While I can understand why people are so upset, and I’m not saying this is what I would do were I to find out I was pregnant with sextuplets, I do not think it is automatically hypocritical to seek treatment and then refuse to reduce on religious grounds.

A common sentiment is: “If they really thought it was in God’s hands, then why did they (fill in the blank: take Clomid / take injectibles / have IVF / etc.)?”

An anonymous comment over at the Perky Ovary says: “When I hear statements like those couples, I ask myself if god gave them the trigger injection with half a dozen ripe follicles.”

With all due respect, I think drawing that sort of parallel is a little absurd. This is as crazy as suggesting that people who really believe having children is entirely in God’s hands need not marry or have sex, because hey, if you really have faith in God, why would you need to do anything to make it happen? These women pursued ART for the same reasons all of the rest of the IFers pursued it. They wanted to have a happy, healthy family.

If you are of a religious persuasion that believes that you get in life what God gives to you* (nothing more, nothing less), then this is what you are meant to have. Meaning that if you are not meant to have children, all the sex, IVF and donor eggs in the world will not get you a baby. Kind of along the lines of a “If it’s meant to be, it will happen.”

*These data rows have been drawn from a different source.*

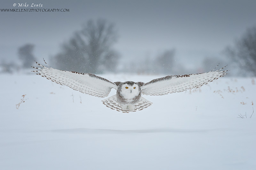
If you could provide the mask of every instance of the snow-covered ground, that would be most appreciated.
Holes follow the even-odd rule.
[[[37,75],[0,78],[0,169],[256,169],[256,78],[143,95],[152,105],[129,114]]]

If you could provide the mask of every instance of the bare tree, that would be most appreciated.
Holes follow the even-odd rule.
[[[30,68],[33,65],[33,62],[35,60],[33,54],[34,47],[34,45],[27,44],[19,48],[18,54],[19,58],[22,62],[23,67]]]
[[[117,35],[114,26],[106,20],[92,20],[83,25],[54,58],[60,69],[99,73],[115,70],[119,53],[112,48]]]
[[[244,74],[248,75],[249,72],[256,76],[256,27],[247,29],[234,47],[228,47],[225,52],[237,66],[245,71]]]

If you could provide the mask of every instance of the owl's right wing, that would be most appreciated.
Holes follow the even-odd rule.
[[[44,60],[44,61],[48,65]],[[92,74],[57,70],[36,62],[42,68],[32,67],[37,70],[32,71],[56,83],[66,85],[82,93],[104,97],[108,95],[112,88],[117,89],[117,86],[114,83]]]
[[[228,70],[219,71],[225,67],[213,71],[214,69],[207,73],[168,76],[154,79],[144,84],[142,87],[142,93],[146,95],[164,95],[197,88],[227,74],[226,72]]]

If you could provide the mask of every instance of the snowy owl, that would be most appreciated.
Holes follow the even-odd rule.
[[[102,101],[107,107],[124,113],[141,110],[151,105],[152,103],[141,97],[141,94],[164,95],[197,88],[224,76],[228,71],[220,71],[226,66],[214,71],[216,67],[206,73],[168,76],[146,83],[132,81],[113,83],[92,74],[56,69],[44,61],[49,67],[36,62],[41,67],[32,67],[37,70],[32,71],[60,85],[98,97],[107,96],[114,88],[116,90],[116,94]]]

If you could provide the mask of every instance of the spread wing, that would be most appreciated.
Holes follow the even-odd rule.
[[[144,84],[142,93],[146,95],[164,95],[197,88],[227,74],[226,72],[228,70],[220,71],[226,66],[213,71],[216,67],[207,73],[168,76],[154,79]]]
[[[44,60],[49,67],[36,62],[42,68],[32,67],[37,70],[32,71],[58,84],[66,85],[82,93],[100,97],[107,96],[112,88],[117,89],[116,85],[104,78],[92,74],[56,69],[49,66]]]

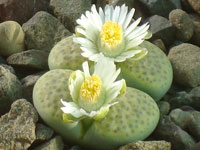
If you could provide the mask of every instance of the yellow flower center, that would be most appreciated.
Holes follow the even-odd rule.
[[[122,42],[122,27],[115,21],[106,21],[101,29],[101,42],[108,47],[115,47]]]
[[[101,92],[102,82],[97,75],[89,76],[81,85],[80,95],[84,100],[96,102]]]

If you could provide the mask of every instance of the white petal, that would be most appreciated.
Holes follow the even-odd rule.
[[[105,7],[105,21],[111,20],[112,16],[112,8],[109,5],[106,5]]]
[[[96,54],[90,55],[88,57],[88,59],[91,60],[91,61],[97,62],[97,60],[99,59],[99,56],[100,56],[100,53],[96,53]]]
[[[91,11],[93,12],[93,17],[96,18],[97,24],[98,24],[98,28],[99,30],[101,29],[101,26],[103,25],[102,19],[100,17],[100,15],[97,12],[96,6],[92,5],[92,9]]]
[[[65,102],[61,99],[62,104],[64,107],[61,107],[61,110],[66,114],[71,114],[72,116],[76,118],[80,118],[84,116],[84,114],[80,111],[80,108],[78,105],[76,105],[74,102]]]
[[[128,34],[130,34],[136,27],[137,25],[140,23],[142,18],[138,18],[136,21],[134,21],[126,30],[125,30],[125,34],[124,36],[127,36]]]
[[[142,38],[135,38],[135,39],[132,39],[131,41],[128,41],[128,44],[126,45],[126,49],[129,50],[129,49],[132,49],[138,45],[140,45],[142,42],[144,42],[144,40]]]
[[[100,27],[101,29],[101,27]],[[86,29],[86,34],[85,36],[92,41],[93,43],[97,43],[97,37],[100,34],[100,29],[98,29],[97,27],[94,27],[93,25],[88,25],[87,29]]]
[[[88,40],[86,38],[75,37],[75,38],[73,38],[73,41],[81,44],[81,46],[83,46],[83,47],[89,47],[89,48],[93,48],[93,49],[96,48],[96,45],[94,45],[93,42],[91,42],[90,40]]]
[[[96,53],[98,53],[98,51],[97,51],[97,49],[95,49],[95,48],[91,48],[91,47],[87,47],[87,46],[85,46],[85,47],[80,47],[82,50],[83,50],[83,52],[86,52],[86,53],[91,53],[91,54],[96,54]]]
[[[69,90],[73,101],[76,101],[79,96],[80,87],[84,81],[83,72],[77,70],[75,72],[75,79],[70,80]]]
[[[112,20],[115,22],[118,22],[118,18],[119,18],[119,13],[120,13],[120,7],[116,6],[115,10],[113,12],[113,16],[112,16]]]
[[[137,35],[138,33],[140,34],[140,32],[147,32],[147,30],[149,29],[149,25],[147,25],[148,23],[143,24],[140,27],[137,27],[133,32],[131,32],[127,38],[128,39],[132,39],[134,37],[136,37],[135,35]]]
[[[104,24],[104,22],[105,22],[105,15],[104,15],[103,9],[101,7],[99,7],[99,15],[101,17],[102,23]]]
[[[90,72],[89,72],[89,67],[88,67],[88,62],[87,61],[82,64],[82,67],[83,67],[83,72],[85,74],[85,77],[90,76]]]
[[[76,28],[76,31],[78,32],[78,33],[80,33],[80,34],[83,34],[83,35],[86,35],[86,32],[85,32],[85,30],[83,30],[83,29],[81,29],[81,28]]]
[[[119,19],[118,19],[118,24],[122,25],[126,19],[126,15],[128,12],[128,7],[125,6],[125,4],[123,4],[121,6],[121,10],[120,10],[120,15],[119,15]]]
[[[134,13],[135,13],[135,9],[132,8],[131,11],[128,13],[128,15],[126,17],[126,20],[125,20],[125,22],[123,24],[124,29],[126,29],[127,26],[129,25],[129,23],[131,22],[131,19],[132,19]]]

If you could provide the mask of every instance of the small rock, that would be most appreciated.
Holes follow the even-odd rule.
[[[28,50],[9,56],[7,62],[13,66],[46,70],[48,69],[48,56],[49,53],[45,51]]]
[[[35,133],[36,133],[36,140],[46,141],[52,137],[53,130],[41,123],[37,123]]]
[[[180,0],[139,0],[148,14],[168,17],[170,11],[180,8]]]
[[[73,32],[76,20],[91,8],[91,0],[50,0],[50,8],[60,22]]]
[[[9,111],[10,105],[21,98],[22,85],[9,70],[0,66],[0,115]]]
[[[37,74],[29,75],[21,80],[22,83],[22,95],[29,102],[32,102],[32,93],[33,87],[37,80],[44,74],[45,72],[40,72]]]
[[[0,149],[27,150],[36,139],[38,114],[25,99],[15,101],[9,113],[0,118]]]
[[[195,145],[194,139],[168,116],[161,118],[154,131],[154,137],[171,142],[174,150],[189,150]]]
[[[0,64],[5,64],[6,63],[6,60],[0,56]]]
[[[158,102],[158,107],[159,107],[161,116],[167,115],[169,113],[170,104],[168,102],[159,101]]]
[[[194,145],[191,150],[200,150],[200,142]]]
[[[24,50],[24,31],[14,21],[0,24],[0,55],[10,56]]]
[[[122,146],[119,150],[171,150],[171,144],[166,141],[138,141]]]
[[[56,136],[51,139],[49,142],[46,142],[33,150],[63,150],[64,144],[60,136]]]
[[[22,28],[27,49],[50,51],[54,44],[71,35],[58,19],[44,11],[37,12]]]
[[[72,146],[69,150],[82,150],[79,146]]]
[[[185,10],[187,12],[193,12],[194,11],[192,9],[192,7],[190,6],[190,4],[188,3],[188,0],[181,0],[181,6],[182,6],[183,10]]]
[[[23,24],[36,12],[47,9],[48,0],[3,0],[0,1],[0,20]]]
[[[200,14],[200,1],[199,0],[187,0],[190,6]]]
[[[194,25],[194,33],[191,38],[191,43],[200,46],[200,17],[197,15],[190,15]]]
[[[197,140],[200,139],[200,112],[182,111],[175,109],[170,112],[170,118],[182,129],[188,132]]]
[[[153,34],[151,40],[162,39],[166,46],[172,44],[175,39],[175,27],[171,22],[158,15],[154,15],[147,19],[150,24],[150,32]]]
[[[167,53],[165,44],[161,39],[156,39],[152,43],[155,44],[156,46],[158,46],[165,54]]]
[[[170,49],[168,58],[172,64],[174,80],[186,87],[200,85],[200,48],[184,43]]]
[[[176,27],[176,38],[180,41],[189,41],[193,35],[193,23],[190,16],[181,9],[170,12],[169,20]]]
[[[177,92],[167,101],[173,109],[181,106],[191,106],[200,110],[200,86],[192,89],[189,93],[185,91]]]

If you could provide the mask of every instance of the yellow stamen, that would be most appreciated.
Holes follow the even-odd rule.
[[[122,42],[122,27],[115,21],[106,21],[101,29],[101,42],[108,47],[115,47]]]
[[[102,82],[97,75],[89,76],[81,85],[80,95],[84,100],[96,102],[101,91]]]

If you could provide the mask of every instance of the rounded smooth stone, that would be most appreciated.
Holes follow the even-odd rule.
[[[194,25],[194,33],[190,40],[192,44],[200,46],[200,17],[196,14],[190,15],[192,23]]]
[[[172,83],[172,67],[167,56],[157,46],[144,41],[141,47],[148,50],[148,54],[135,61],[130,58],[117,66],[121,68],[121,78],[130,87],[146,92],[154,100],[160,100]]]
[[[24,50],[24,31],[15,21],[0,24],[0,55],[10,56]]]
[[[186,42],[193,35],[193,22],[190,16],[181,9],[175,9],[170,12],[169,20],[176,27],[176,38]]]
[[[199,0],[187,0],[190,6],[200,14],[200,1]]]
[[[174,80],[186,87],[200,85],[200,48],[183,43],[170,49],[168,54],[173,67]]]
[[[64,38],[51,50],[48,58],[50,70],[82,69],[82,63],[87,59],[81,55],[80,45],[73,42],[73,36]]]
[[[90,149],[114,150],[132,141],[144,140],[159,121],[159,109],[146,93],[127,88],[112,106],[106,117],[86,125],[77,125],[62,120],[60,99],[71,101],[68,78],[71,71],[55,69],[44,74],[35,84],[33,103],[41,118],[67,142]]]
[[[8,69],[0,66],[0,115],[8,112],[12,102],[21,96],[21,82]]]

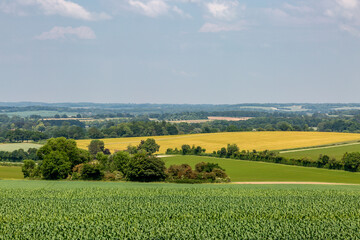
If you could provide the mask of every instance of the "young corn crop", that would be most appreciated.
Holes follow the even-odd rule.
[[[360,187],[0,181],[0,239],[360,239]]]

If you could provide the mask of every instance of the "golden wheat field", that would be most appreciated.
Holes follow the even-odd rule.
[[[241,150],[281,150],[326,145],[360,140],[360,134],[330,132],[231,132],[176,136],[131,137],[101,139],[111,152],[124,150],[128,145],[138,145],[141,140],[154,138],[160,145],[159,153],[167,148],[180,148],[183,144],[201,146],[206,152],[219,150],[228,143],[236,143]],[[78,140],[80,148],[87,149],[91,140]]]

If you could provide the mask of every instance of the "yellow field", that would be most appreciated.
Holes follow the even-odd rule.
[[[330,132],[232,132],[177,136],[107,138],[101,139],[111,152],[124,150],[128,145],[138,145],[140,140],[154,138],[160,153],[167,148],[181,148],[183,144],[201,146],[206,152],[219,150],[228,143],[236,143],[241,150],[281,150],[360,140],[360,134]],[[91,140],[78,140],[80,148],[87,149]]]

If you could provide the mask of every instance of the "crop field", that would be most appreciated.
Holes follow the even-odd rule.
[[[0,239],[359,239],[360,187],[0,181]]]
[[[164,157],[163,160],[167,167],[187,163],[194,168],[199,162],[218,163],[226,170],[232,182],[281,181],[360,184],[360,173],[339,170],[200,156],[171,156]]]
[[[325,144],[359,141],[360,134],[333,132],[225,132],[176,136],[132,137],[101,139],[111,152],[124,150],[128,145],[138,145],[146,138],[154,138],[160,145],[160,153],[167,148],[181,148],[183,144],[201,146],[212,152],[236,143],[241,150],[281,150],[319,146]],[[87,149],[91,140],[78,140],[80,148]]]
[[[27,151],[29,148],[40,148],[41,146],[41,144],[36,143],[0,143],[0,151],[12,152],[20,148]]]
[[[0,179],[24,179],[24,175],[21,167],[0,166]]]
[[[252,162],[199,156],[172,156],[163,158],[166,166],[187,163],[193,168],[199,162],[219,163],[233,182],[332,182],[360,184],[360,173],[275,163]],[[23,179],[21,167],[0,166],[0,179]]]
[[[326,154],[340,160],[346,152],[360,152],[360,143],[349,143],[343,145],[325,146],[309,149],[294,149],[280,152],[280,156],[287,158],[310,158],[318,159],[320,154]]]

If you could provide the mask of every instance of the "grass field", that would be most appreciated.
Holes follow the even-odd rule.
[[[124,150],[128,145],[138,145],[143,139],[149,137],[134,138],[108,138],[101,139],[106,148],[114,152]],[[359,141],[360,134],[330,133],[330,132],[233,132],[233,133],[209,133],[176,136],[157,136],[154,138],[160,145],[160,153],[167,148],[181,148],[183,144],[201,146],[207,152],[219,150],[229,143],[236,143],[241,150],[281,150],[319,146],[325,144]],[[80,148],[87,149],[91,140],[78,140]]]
[[[0,181],[0,239],[359,239],[360,187]]]
[[[20,148],[27,151],[29,148],[40,148],[42,145],[36,143],[5,143],[0,144],[0,151],[12,152]]]
[[[360,143],[350,143],[344,145],[334,145],[318,147],[314,149],[295,149],[290,151],[280,152],[280,156],[287,158],[303,158],[318,159],[320,154],[326,154],[340,160],[346,152],[360,152]]]
[[[360,173],[338,170],[200,156],[173,156],[165,157],[163,160],[167,167],[187,163],[194,168],[199,162],[219,163],[233,182],[293,181],[360,184]]]
[[[167,167],[183,163],[195,167],[195,164],[202,161],[219,163],[233,182],[283,181],[360,184],[360,173],[337,170],[199,156],[173,156],[163,158],[163,160]],[[23,179],[21,167],[0,166],[0,179]]]
[[[0,166],[0,179],[24,179],[21,167]]]

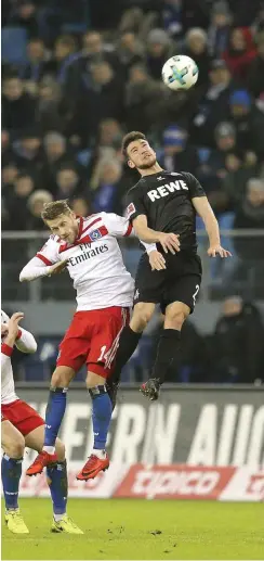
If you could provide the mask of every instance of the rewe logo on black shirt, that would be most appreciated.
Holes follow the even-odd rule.
[[[97,247],[94,247],[93,250],[90,248],[91,243],[81,243],[79,247],[82,251],[82,253],[80,255],[77,255],[76,257],[69,257],[68,259],[69,265],[71,265],[72,267],[75,267],[75,265],[79,265],[79,263],[85,262],[87,259],[91,259],[91,257],[96,257],[96,255],[100,255],[101,253],[108,252],[108,246],[106,245],[106,243]]]
[[[182,189],[188,191],[188,187],[185,181],[180,179],[177,181],[171,181],[170,183],[160,186],[157,189],[151,189],[151,191],[148,191],[147,196],[149,196],[150,201],[154,202],[156,199],[168,196],[170,193],[174,193],[174,191],[181,191]]]

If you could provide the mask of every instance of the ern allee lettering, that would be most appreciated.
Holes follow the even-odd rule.
[[[181,189],[185,189],[188,191],[188,188],[182,179],[179,181],[171,181],[170,183],[166,183],[164,186],[160,186],[157,189],[153,189],[148,191],[148,196],[150,201],[155,201],[156,199],[160,199],[161,196],[167,196],[170,193],[174,193],[174,191],[181,191]]]
[[[103,245],[100,245],[98,247],[94,247],[94,250],[85,251],[88,247],[91,247],[90,243],[82,243],[80,244],[80,250],[83,252],[80,255],[77,255],[76,257],[69,257],[69,265],[75,267],[75,265],[79,265],[79,263],[85,262],[87,259],[91,259],[91,257],[95,257],[96,255],[100,255],[101,253],[108,252],[108,246],[106,243]]]

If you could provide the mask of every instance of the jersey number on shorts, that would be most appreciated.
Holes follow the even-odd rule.
[[[101,354],[97,358],[97,362],[102,362],[102,360],[104,359],[104,354],[106,352],[106,345],[104,345],[103,347],[101,347]]]
[[[199,289],[200,289],[199,284],[196,284],[196,291],[195,291],[195,293],[193,294],[193,298],[194,298],[194,306],[196,305],[196,296],[197,296],[197,294],[198,294],[198,292],[199,292]],[[103,348],[103,347],[102,347],[102,348]]]

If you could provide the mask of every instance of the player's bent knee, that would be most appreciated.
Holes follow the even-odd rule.
[[[134,329],[134,331],[143,331],[150,321],[154,310],[155,304],[136,304],[130,322],[131,329]]]
[[[58,461],[64,461],[65,460],[65,445],[60,438],[56,438],[55,451],[56,451]]]
[[[21,438],[16,438],[13,442],[5,444],[4,452],[10,458],[23,458],[25,451],[25,441],[23,436]]]
[[[94,372],[88,372],[87,388],[92,390],[93,387],[96,387],[96,385],[105,385],[105,379]]]
[[[72,368],[62,366],[57,367],[51,378],[51,387],[68,387],[75,373],[72,372]]]
[[[181,330],[184,321],[189,315],[189,307],[185,304],[179,308],[179,306],[169,306],[166,310],[164,328],[171,327],[172,329]]]

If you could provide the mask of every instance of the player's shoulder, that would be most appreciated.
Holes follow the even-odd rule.
[[[97,225],[100,221],[103,221],[107,213],[94,213],[89,216],[84,216],[83,220],[83,229],[90,228],[91,226]]]
[[[9,316],[8,314],[5,314],[5,311],[3,311],[3,309],[1,309],[1,323],[8,323],[9,322]]]
[[[127,196],[133,196],[145,183],[145,178],[141,177],[141,179],[138,179],[138,181],[129,189]]]
[[[181,175],[186,181],[190,181],[190,182],[198,181],[198,179],[189,171],[180,171],[177,175]]]

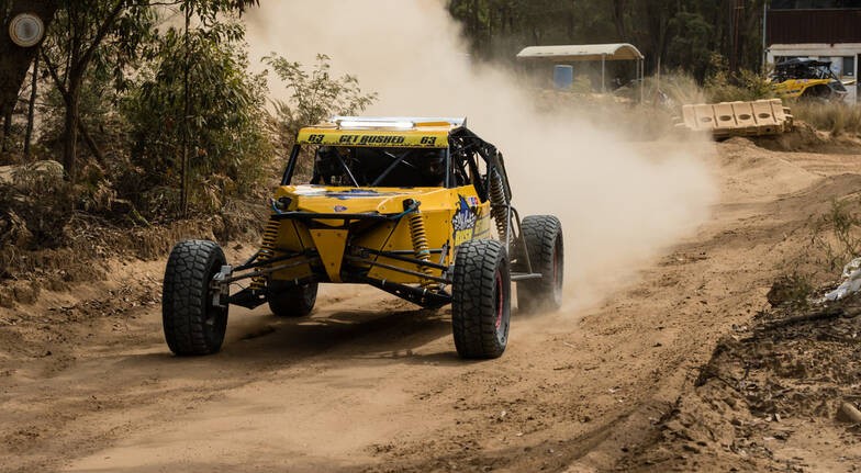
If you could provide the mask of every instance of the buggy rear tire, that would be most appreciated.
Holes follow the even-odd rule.
[[[278,317],[304,317],[317,302],[317,283],[292,285],[290,281],[270,280],[267,285],[269,309]]]
[[[511,272],[505,247],[471,240],[457,248],[451,331],[461,358],[499,358],[508,342]]]
[[[213,241],[181,241],[170,252],[161,295],[161,326],[174,353],[210,354],[221,349],[227,307],[213,305],[210,282],[224,264],[224,252]]]
[[[562,305],[564,279],[562,224],[552,215],[529,215],[523,219],[522,228],[533,271],[541,273],[541,278],[517,282],[517,308],[557,311]]]

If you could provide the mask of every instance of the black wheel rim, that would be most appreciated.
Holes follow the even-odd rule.
[[[562,300],[562,282],[564,280],[564,247],[560,238],[554,245],[554,299],[557,303]]]
[[[505,340],[508,338],[508,317],[506,317],[505,311],[505,284],[502,271],[496,271],[496,278],[494,281],[494,286],[496,288],[496,294],[494,297],[494,305],[496,311],[496,320],[495,320],[495,328],[496,328],[496,339],[500,341],[501,345],[505,344]]]
[[[212,278],[220,269],[221,264],[215,261],[206,274],[208,285],[209,281],[212,281]],[[213,342],[220,342],[224,338],[224,326],[227,324],[227,307],[220,307],[213,304],[213,295],[211,290],[206,291],[206,312],[203,315],[203,326],[206,330],[206,338]]]

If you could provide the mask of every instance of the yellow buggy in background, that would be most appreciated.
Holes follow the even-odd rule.
[[[176,245],[165,272],[165,338],[217,351],[230,305],[305,316],[320,283],[365,283],[423,307],[451,304],[465,358],[505,350],[511,282],[522,311],[561,304],[562,228],[521,221],[502,154],[465,119],[333,117],[299,132],[259,251],[233,267],[217,244]],[[250,280],[231,294],[232,284]]]

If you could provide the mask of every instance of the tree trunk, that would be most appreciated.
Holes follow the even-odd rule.
[[[66,120],[64,121],[63,140],[63,168],[66,169],[66,179],[75,182],[77,179],[76,159],[78,156],[78,120],[80,109],[80,77],[69,78],[69,94],[66,98]]]
[[[33,82],[30,86],[30,104],[27,105],[27,127],[24,133],[24,159],[30,159],[30,144],[33,140],[33,119],[38,95],[38,54],[33,59]]]
[[[42,19],[47,30],[59,8],[58,0],[16,0],[8,3],[11,3],[11,9],[9,15],[3,18],[0,29],[0,116],[5,116],[14,109],[30,64],[38,52],[38,46],[21,47],[12,43],[9,37],[9,22],[19,13],[34,13]]]
[[[12,137],[12,111],[14,108],[7,110],[3,113],[3,142],[0,145],[0,151],[9,153],[9,140]]]
[[[625,30],[625,0],[613,0],[613,23],[616,25],[616,34],[619,41],[627,42],[628,34]]]

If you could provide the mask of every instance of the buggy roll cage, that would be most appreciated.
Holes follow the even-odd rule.
[[[343,147],[353,148],[348,145]],[[383,172],[378,174],[372,180],[370,187],[376,187],[379,184],[399,165],[412,166],[405,162],[405,159],[410,157],[411,153],[413,153],[415,149],[416,148],[404,148],[404,151],[400,156],[395,156],[389,151],[383,151],[383,154],[391,159],[391,162],[383,170]],[[292,182],[298,167],[298,161],[300,159],[301,150],[301,144],[293,145],[293,148],[290,151],[290,158],[288,160],[287,168],[284,169],[283,177],[281,178],[281,185],[290,185]],[[476,158],[477,156],[484,162],[484,167],[487,169],[484,174],[482,174],[479,169],[479,162]],[[336,155],[336,157],[340,168],[350,178],[353,187],[360,187],[353,173],[354,170],[347,166],[339,155]],[[466,126],[459,126],[449,132],[449,146],[445,148],[445,166],[446,170],[444,185],[447,189],[472,183],[476,187],[476,192],[479,194],[479,199],[482,202],[487,202],[488,199],[490,199],[490,180],[494,176],[494,172],[497,172],[504,183],[506,201],[511,202],[511,184],[508,183],[507,174],[505,172],[505,162],[502,154],[496,149],[495,146],[481,139]]]
[[[350,146],[344,147],[349,148]],[[284,169],[281,179],[281,185],[290,185],[297,170],[297,162],[300,159],[301,148],[302,145],[299,143],[293,145],[290,153],[290,159],[288,160],[287,168]],[[385,153],[385,155],[391,158],[391,162],[373,179],[373,182],[380,182],[392,169],[402,164],[413,149],[414,148],[404,148],[404,153],[401,154],[401,156]],[[463,125],[457,126],[449,132],[448,146],[445,148],[445,188],[452,189],[471,183],[476,188],[476,192],[481,202],[490,201],[491,215],[496,221],[497,232],[501,234],[501,238],[504,238],[504,241],[502,243],[505,246],[505,250],[512,262],[511,280],[523,281],[541,278],[540,273],[535,273],[533,271],[533,264],[532,261],[529,261],[529,252],[523,237],[521,217],[511,204],[511,184],[508,182],[505,161],[502,154],[495,146],[481,139]],[[481,172],[479,159],[484,164],[484,173]],[[343,159],[339,159],[339,165],[350,177],[354,187],[358,188],[358,182],[350,172],[347,164]],[[494,183],[496,185],[494,185]],[[272,210],[275,214],[272,215],[272,218],[300,221],[308,225],[313,225],[314,221],[342,221],[343,225],[339,226],[339,228],[350,228],[354,227],[354,224],[361,224],[362,227],[368,228],[368,226],[374,226],[380,222],[400,222],[403,217],[416,212],[417,209],[418,205],[414,202],[413,205],[406,206],[402,213],[382,215],[379,213],[345,214],[302,211],[282,212],[273,206]],[[423,278],[428,277],[426,274],[420,274],[410,270],[373,261],[369,259],[368,256],[382,256],[399,261],[414,263],[418,267],[439,269],[441,271],[441,277],[429,278],[439,283],[439,286],[435,290],[428,290],[426,288],[417,288],[391,281],[380,281],[370,278],[367,274],[356,272],[348,272],[345,274],[345,281],[367,283],[425,307],[440,306],[451,301],[451,295],[444,289],[445,285],[451,283],[450,268],[440,263],[414,258],[410,252],[378,251],[369,248],[357,248],[357,250],[359,256],[345,252],[345,260],[359,264],[381,266],[394,271],[421,275]],[[449,250],[448,244],[446,244],[444,248],[431,249],[431,252],[444,257]],[[313,264],[317,260],[318,255],[316,250],[306,250],[303,252],[287,254],[273,259],[261,260],[258,259],[258,257],[259,251],[237,268],[225,268],[212,281],[215,293],[222,294],[224,304],[230,303],[253,308],[265,303],[268,295],[266,290],[255,291],[251,288],[246,288],[237,294],[230,295],[228,286],[231,283],[239,280],[261,277],[297,264]],[[348,270],[348,268],[345,268],[345,270]],[[234,275],[234,271],[244,272],[244,274]],[[309,282],[314,282],[314,280],[295,281],[295,284],[299,285]]]

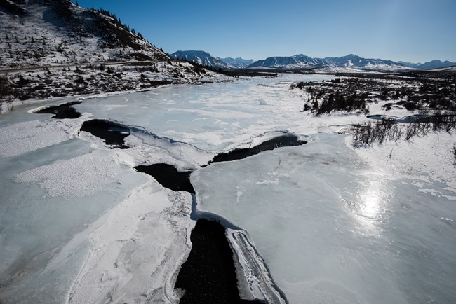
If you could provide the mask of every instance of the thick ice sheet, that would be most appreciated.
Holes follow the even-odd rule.
[[[177,303],[177,269],[189,253],[192,197],[141,185],[90,234],[93,243],[70,303]]]
[[[1,298],[62,303],[90,244],[76,235],[147,178],[77,139],[3,158],[0,169]]]
[[[88,99],[74,107],[94,118],[141,126],[159,136],[219,152],[269,131],[314,132],[320,120],[309,120],[300,113],[303,99],[288,88],[295,81],[334,78],[281,75],[232,83],[171,86]]]
[[[314,139],[197,170],[199,209],[248,231],[290,303],[451,302],[454,201],[389,179],[344,136]]]
[[[262,256],[290,303],[454,299],[452,136],[354,151],[343,135],[326,134],[365,118],[314,117],[288,90],[332,78],[282,75],[98,97],[75,106],[83,116],[74,120],[30,111],[71,97],[2,116],[0,298],[62,303],[72,290],[74,303],[175,302],[174,275],[190,246],[190,198],[132,170],[166,163],[196,170],[199,207],[246,229],[256,245],[240,248],[233,237],[242,232],[229,235],[244,298],[275,293]],[[92,116],[140,127],[126,139],[130,148],[78,135]],[[302,146],[200,170],[215,153],[282,131],[316,135]]]

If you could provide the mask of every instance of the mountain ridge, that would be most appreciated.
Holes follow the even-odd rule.
[[[215,69],[308,69],[314,68],[352,68],[376,70],[432,69],[456,66],[456,62],[434,60],[424,64],[380,58],[364,58],[354,54],[342,57],[311,57],[303,54],[293,56],[272,56],[264,60],[253,61],[242,58],[215,57],[205,51],[177,51],[171,55],[174,58],[195,62]],[[250,62],[250,64],[247,64]]]

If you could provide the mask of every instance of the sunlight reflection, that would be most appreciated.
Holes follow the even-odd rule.
[[[389,201],[388,183],[378,176],[368,176],[360,184],[353,201],[342,200],[358,223],[360,232],[380,236],[380,223]]]

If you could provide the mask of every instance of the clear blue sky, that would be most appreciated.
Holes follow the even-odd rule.
[[[74,0],[76,2],[76,0]],[[78,0],[169,53],[456,62],[456,0]]]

Ergo, if you cannot conceive for years and then get pregnant with six babies, that too is what you were meant to have. For folks with those sorts of convictions, getting pregnant through IUI or injectibles varies little from getting pregnant from sex. If it was meant to be, it was meant to be. And they believe very strongly that this is what they were meant to have.

* Again, not saying this is me or what I would do, and not saying this is what I believe. But I know people who are of this persuasion, and I am hoping to cast a bit of insight into what they may have thought.

Click here for an update on both sets of sextuplets.


2 responses to “Not so hypocritical, if you ask me

  1. I guess I’m a “where do we go from here” type person. I didn’t even wonder why they chose not to reduce… But, gosh, raising sextuplets…

  2. I understand why they chose not to reduce. And I don’t think they are entirely hypocritical, though I do think that their choices did put their babies at risk… but we never know what sorts of risks our babies are facing no matter how many there are. What upset me so much about the sextuplet stories… both of them… was your initial sentiment: That medicine initially let them down.

    The Masche’s had IUI. Which implies that they had a certain level of monitoring. Why were they allowed to trigger and do IUI with that many mature follicles.

    The Minnesota couple is only noted to have used fertility medicine. My guess is that they used Clomid through their OB/GYN without any sort of monitoring, which is a whole different kind of failure. Either way, medicine failed those women.

    Reduction is a really, really hard call. With my particular health issues, I can’t say that it would have been so hard a call for me, given how close we were to reduction of the triplets with my health issues in mind. But absent those very specific issues? It’s a really hard call to make.

    The Masches were really lucky. The Minnesota couple was far less lucky.

    My biggest, hugest, most enormous problem with these sextuplet pregnancies had nothing to do with the fertiility doctors, the parents, or the births. It had to do with the media coverage. The glamorization of these pregnancies. The way the Today Show made the Masche pregnancy look so easy and great. Because you know what? It was NOT easy. It was NOT fun. She was in the hospital for 11 weeks on bedrest. And yes, she was REALLY lucky. And she made it to 30 weeks, 4 days. And she is the EXCEPTION, but most of America doesn’t know that.